The module lifecycle stageGeneral Availability
The module has requirements for installation

How do I work with GPU nodes?

Step-by-step procedure for adding a GPU node to the cluster

Starting with Deckhouse 1.75, if a NodeGroup contains the spec.gpu section, the gpu module automatically:

  • configures containerd with default_runtime = "nvidia" (via NodeGroupConfiguration);
  • applies the required system settings (including fixes for the NVIDIA Container Toolkit);
  • deploys system components: NFD, GFD, NVIDIA Device Plugin, DCGM Exporter, and, if needed, MIG Manager.

Always specify the desired mode in spec.gpu.sharing (Exclusive, TimeSlicing, or MIG). Manual containerd configuration (via NodeGroupConfiguration, TOML, etc.) is not required and must not be combined with the automatic setup. For the list of supported NVIDIA Container Toolkit platforms, see the official documentation.

To add a GPU node to the cluster, perform the following steps:

  1. Create a NodeGroup for GPU nodes.

    An example with TimeSlicing enabled (partitionCount: 4) and typical taint/label:

    apiVersion: deckhouse.io/v1
    kind: NodeGroup
    metadata:
      name: gpu
    spec:
      nodeType: CloudStatic # or Static/CloudEphemeral — depending on your infrastructure.
      gpu:
        sharing: TimeSlicing
        timeSlicing:
          partitionCount: 4
      nodeTemplate:
        labels:
          node-role/gpu: ""
        taints:
          - key: node-role
            value: gpu
            effect: NoSchedule

    If you use custom taint keys, ensure they are allowed in ModuleConfig global in the array .spec.settings.modules.placement.customTolerationKeys so workloads can add the corresponding tolerations.

    Full field schema: see NodeGroup CR documentation.

  2. Install the NVIDIA driver and nvidia-container-toolkit.

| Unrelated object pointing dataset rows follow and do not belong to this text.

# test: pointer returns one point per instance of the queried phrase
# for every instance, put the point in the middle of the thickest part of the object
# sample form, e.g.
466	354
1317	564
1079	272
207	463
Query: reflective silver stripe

    Install the NVIDIA driver and NVIDIA Container Toolkit on the nodes—either manually or via a NodeGroupConfiguration. Below are NodeGroupConfiguration examples for the gpu NodeGroup.

    Ubuntu

    apiVersion: deckhouse.io/v1alpha1
    kind: NodeGroupConfiguration
    metadata:
      name: install-cuda.sh
    spec:
      bundles:
        - ubuntu-lts
      content: |
        #!/bin/bash
        if [ ! -f "/etc/apt/sources.list.d/nvidia-container-toolkit.list" ]; then
          distribution=$(. /etc/os-release;echo $ID$VERSION_ID)
          curl -s -L https://nvidia.github.io/libnvidia-container/gpgkey | sudo apt-key add -
          curl -s -L https://nvidia.github.io/libnvidia-container/$distribution/libnvidia-container.list | sudo tee /etc/apt/sources.list.d/nvidia-container-toolkit.list
        fi
        bb-apt-install nvidia-container-toolkit nvidia-driver-535-server
        nvidia-ctk config --set nvidia-container-runtime.log-level=error --in-place
      nodeGroups:
        - gpu
      weight: 30

    CentOS

    apiVersion: deckhouse.io/v1alpha1
    kind: NodeGroupConfiguration
    metadata:
      name: install-cuda.sh
    spec:
      bundles:
        - centos
      content: |
        #!/bin/bash
        if [ ! -f "/etc/yum.repos.d/nvidia-container-toolkit.repo" ]; then
          distribution=$(. /etc/os-release;echo $ID$VERSION_ID) \
          curl -s -L https://nvidia.github.io/libnvidia-container/$distribution/libnvidia-container.repo | sudo tee /etc/yum.repos.d/nvidia-container-toolkit.repo
        fi
        bb-dnf-install nvidia-container-toolkit nvidia-driver
        nvidia-ctk config --set nvidia-container-runtime.log-level=error --in-place
      nodeGroups:
        - gpu
      weight: 30

    After these configurations are applied, perform bootstrap and reboot the nodes so that settings are applied and the drivers get installed.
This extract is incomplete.